School Fear and Refusal
What child hasn’t dreaded September, the end of summer and the return to school? But for some kids, the prospect of school produces a level of fear so intense that it is immobilizing. Anywhere from 5% to 28% of children will exhibit some degree of school-refusal behavior at some point, including truancy. In about two-thirds of cases, a psychiatric problem, most commonly an anxiety disorder, is the cause.
- Parent-Child Conflict: Parent and child conflicts can occur for many reasons. When conflict occurs, the entire family can be thrown into emotional turmoil. Resolving a parent and child conflict requires the participation of everyone involved. As children grow up, they begin to assert their own independence. Sometimes conflict occurs due to generational clashes
- Marriage and Divorce Issues: Marital problems don’t always lead to divorce. Marriage is work; a great deal of work. The stress and strain of everyday life can distract us at times and cause us to lose focus on the work that needs to be done in the marriage.
- Blended Family Issues: The reason so many partners in blended families feel frustrated and begin looking for help, or a way out, is because no one is taught how to deal with the complexities, challenges, and frustrations of step-family life. People who marry again, or people who are in a relationship with someone who has children, are typically not prepared.
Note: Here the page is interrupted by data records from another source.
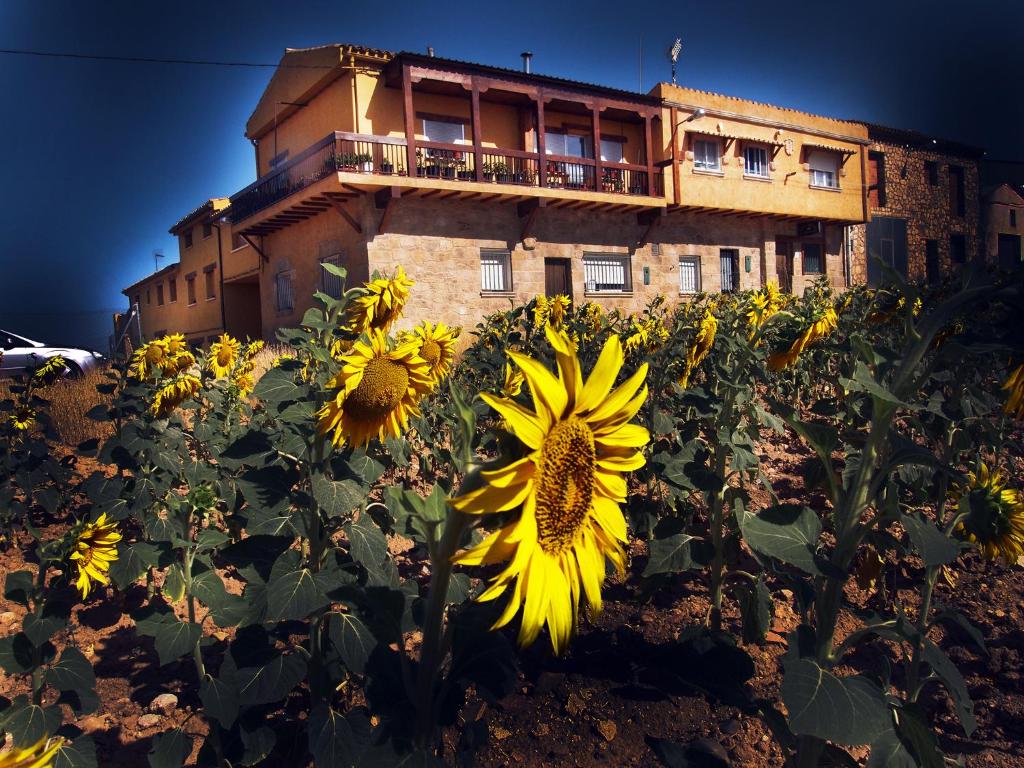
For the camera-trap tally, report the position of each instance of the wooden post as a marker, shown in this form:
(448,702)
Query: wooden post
(475,112)
(410,114)
(542,164)
(650,154)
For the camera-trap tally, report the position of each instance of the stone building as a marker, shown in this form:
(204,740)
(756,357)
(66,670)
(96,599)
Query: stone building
(924,199)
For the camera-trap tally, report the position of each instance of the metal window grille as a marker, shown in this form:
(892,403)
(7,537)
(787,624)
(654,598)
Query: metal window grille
(331,283)
(756,161)
(286,299)
(730,269)
(689,274)
(607,273)
(496,270)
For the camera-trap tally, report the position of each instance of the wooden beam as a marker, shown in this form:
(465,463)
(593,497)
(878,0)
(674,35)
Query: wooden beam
(255,247)
(340,208)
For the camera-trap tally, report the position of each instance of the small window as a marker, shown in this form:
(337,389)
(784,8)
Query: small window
(689,274)
(612,151)
(824,169)
(707,156)
(756,162)
(957,249)
(606,273)
(496,270)
(812,258)
(330,283)
(286,299)
(729,259)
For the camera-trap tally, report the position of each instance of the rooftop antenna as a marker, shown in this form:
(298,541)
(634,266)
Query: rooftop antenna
(674,56)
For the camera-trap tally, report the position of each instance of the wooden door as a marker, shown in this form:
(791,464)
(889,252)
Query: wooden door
(557,278)
(783,264)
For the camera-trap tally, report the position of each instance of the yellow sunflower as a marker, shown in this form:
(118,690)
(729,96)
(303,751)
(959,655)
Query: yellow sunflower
(994,514)
(569,486)
(436,347)
(702,343)
(1015,386)
(381,303)
(223,354)
(23,418)
(173,393)
(378,390)
(817,330)
(95,549)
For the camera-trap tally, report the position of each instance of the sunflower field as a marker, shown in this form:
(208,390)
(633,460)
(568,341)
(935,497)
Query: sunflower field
(396,546)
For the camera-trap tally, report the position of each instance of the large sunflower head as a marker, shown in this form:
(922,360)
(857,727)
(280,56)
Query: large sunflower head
(381,303)
(378,390)
(172,393)
(95,549)
(994,514)
(567,489)
(223,354)
(436,347)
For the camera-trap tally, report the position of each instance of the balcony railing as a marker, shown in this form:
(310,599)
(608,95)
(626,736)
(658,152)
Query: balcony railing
(387,156)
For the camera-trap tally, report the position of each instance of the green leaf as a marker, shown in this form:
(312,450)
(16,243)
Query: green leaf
(132,563)
(28,723)
(174,639)
(934,547)
(337,498)
(272,681)
(293,596)
(352,638)
(669,555)
(786,531)
(219,700)
(78,754)
(170,749)
(276,386)
(847,711)
(953,681)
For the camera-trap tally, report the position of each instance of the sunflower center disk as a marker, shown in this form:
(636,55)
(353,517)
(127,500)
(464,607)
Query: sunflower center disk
(565,489)
(384,384)
(430,351)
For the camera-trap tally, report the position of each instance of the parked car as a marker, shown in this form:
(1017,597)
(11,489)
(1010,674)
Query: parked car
(22,354)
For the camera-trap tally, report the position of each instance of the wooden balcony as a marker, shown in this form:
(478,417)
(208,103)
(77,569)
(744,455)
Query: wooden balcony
(383,161)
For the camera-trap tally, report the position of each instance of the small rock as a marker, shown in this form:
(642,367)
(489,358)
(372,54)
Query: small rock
(607,729)
(165,704)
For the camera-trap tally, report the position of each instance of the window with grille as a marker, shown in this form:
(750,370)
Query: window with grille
(689,273)
(729,258)
(812,258)
(824,169)
(330,283)
(756,162)
(496,270)
(286,298)
(606,273)
(706,155)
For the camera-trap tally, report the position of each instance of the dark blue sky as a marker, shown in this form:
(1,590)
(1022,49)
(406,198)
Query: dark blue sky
(102,157)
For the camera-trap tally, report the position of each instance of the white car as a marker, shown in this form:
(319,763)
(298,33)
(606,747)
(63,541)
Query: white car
(22,354)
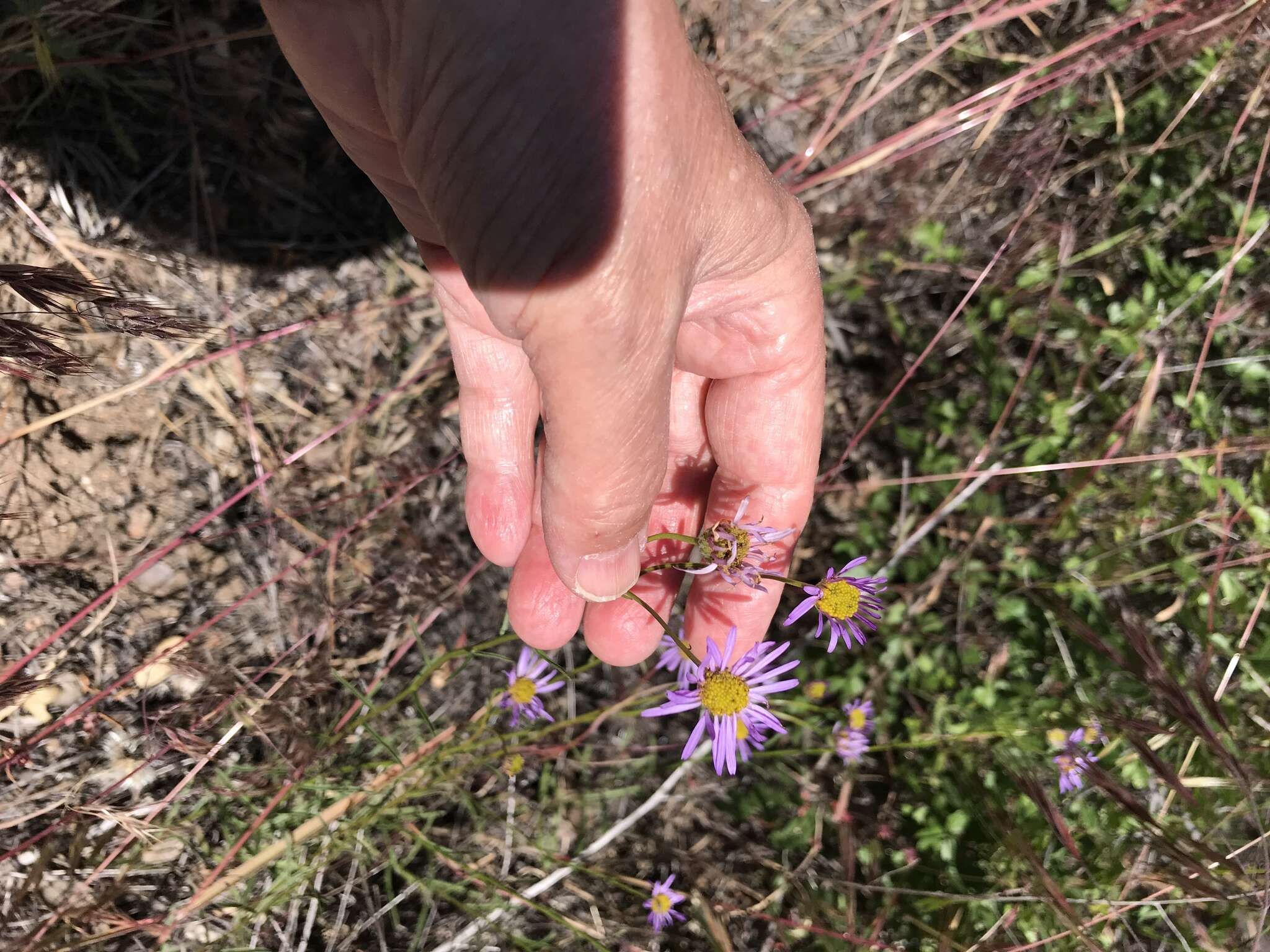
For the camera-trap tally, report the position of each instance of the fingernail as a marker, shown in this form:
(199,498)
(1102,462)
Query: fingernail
(607,575)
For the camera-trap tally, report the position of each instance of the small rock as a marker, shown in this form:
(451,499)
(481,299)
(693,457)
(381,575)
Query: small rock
(140,519)
(161,579)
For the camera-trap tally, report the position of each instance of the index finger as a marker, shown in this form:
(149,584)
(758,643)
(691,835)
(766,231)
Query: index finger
(765,431)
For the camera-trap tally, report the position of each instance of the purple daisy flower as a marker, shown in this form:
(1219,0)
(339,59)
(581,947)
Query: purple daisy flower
(860,716)
(730,695)
(732,549)
(526,683)
(673,659)
(660,906)
(1071,771)
(849,603)
(851,746)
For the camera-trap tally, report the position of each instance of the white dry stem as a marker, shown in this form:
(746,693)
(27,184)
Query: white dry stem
(546,883)
(507,827)
(940,514)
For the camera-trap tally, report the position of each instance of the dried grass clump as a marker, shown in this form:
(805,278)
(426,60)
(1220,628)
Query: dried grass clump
(30,351)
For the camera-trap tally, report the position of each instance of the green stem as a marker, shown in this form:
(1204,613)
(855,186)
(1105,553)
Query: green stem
(666,627)
(774,576)
(659,566)
(680,537)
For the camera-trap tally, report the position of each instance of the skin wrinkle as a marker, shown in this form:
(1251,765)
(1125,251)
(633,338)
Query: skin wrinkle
(705,271)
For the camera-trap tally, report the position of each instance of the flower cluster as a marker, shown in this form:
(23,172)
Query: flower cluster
(732,696)
(1073,760)
(729,690)
(851,739)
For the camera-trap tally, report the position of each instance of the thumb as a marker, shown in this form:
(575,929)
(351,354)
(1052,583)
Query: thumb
(603,369)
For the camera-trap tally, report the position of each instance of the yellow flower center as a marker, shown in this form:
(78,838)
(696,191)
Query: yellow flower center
(522,691)
(838,599)
(724,694)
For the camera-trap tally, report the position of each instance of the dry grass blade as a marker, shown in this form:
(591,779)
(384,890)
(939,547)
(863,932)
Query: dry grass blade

- Stress: Stress can be a reaction to a short-lived situation, such as being stuck in traffic. Or it can last a long time if you’re dealing with relationship problems, a spouse’s death or other serious situations. Stress becomes dangerous when it interferes with your ability to live a normal life over an extended period. You may feel tired, unable to concentrate or irritable. Stress can also damage your physical body.
- Trauma: Trauma is an emotional response to a terrible event like an accident, rape or natural disaster. Immediately after the event, shock and denial are typical. Longer term reactions include unpredictable emotions, flashbacks, strained relationships and even physical symptoms like headaches or nausea. While these feelings are normal, some people have difficulty moving on with their lives. Psychologists can help these individuals find constructive ways of managing their emotions.
- Post Traumatic Stress Disorder: Post-Traumatic Stress Disorder (PTSD) may develop after a person is exposed to one or more traumatic events, such as sexual assault, warfare, serious injury, or threats of imminent death. The diagnosis may be given when a group of symptoms, such as disturbing recurring flashbacks, avoidance, numbing of the event’s memories, or hyperarousal, continue for more than a month after the traumatic event’s occurrence.
Eating disorders are abnormal eating habits that can threaten your health or even your life. They include:
- Anorexia nervosa: Individuals believe they’re fat even when they’re dangerously thin and restrict their eating to the point of starvation.
- Bulimia nervosa: Individuals eat excessive amounts of food, then purge by making themselves vomit or using laxatives.
- Binge eating: Individuals have out-of-control eating patterns, but don’t purge.
Sleep is essential for health and well-being. But millions of people don’t get enough, resulting in such problems as daytime sleepiness, poor decision-making, interference with learning and accidents. Cognitive-behavioral therapy, which helps people identify and change their thoughts and behaviors, can help. In fact, according to one study, cognitive-behavioral therapy does a better job of reducing insomnia than sleeping pills.
Work-related stress has many causes, including long hours, heavy workload, job insecurity, the threat of redundancy or job loss, and conflicts with other workers or bosses. Symptoms of work-related stress may include depression, anxiety, a drop in work performance, feelings of being overwhelmed, fatigue, headaches, and an increase in sick days or absenteeism.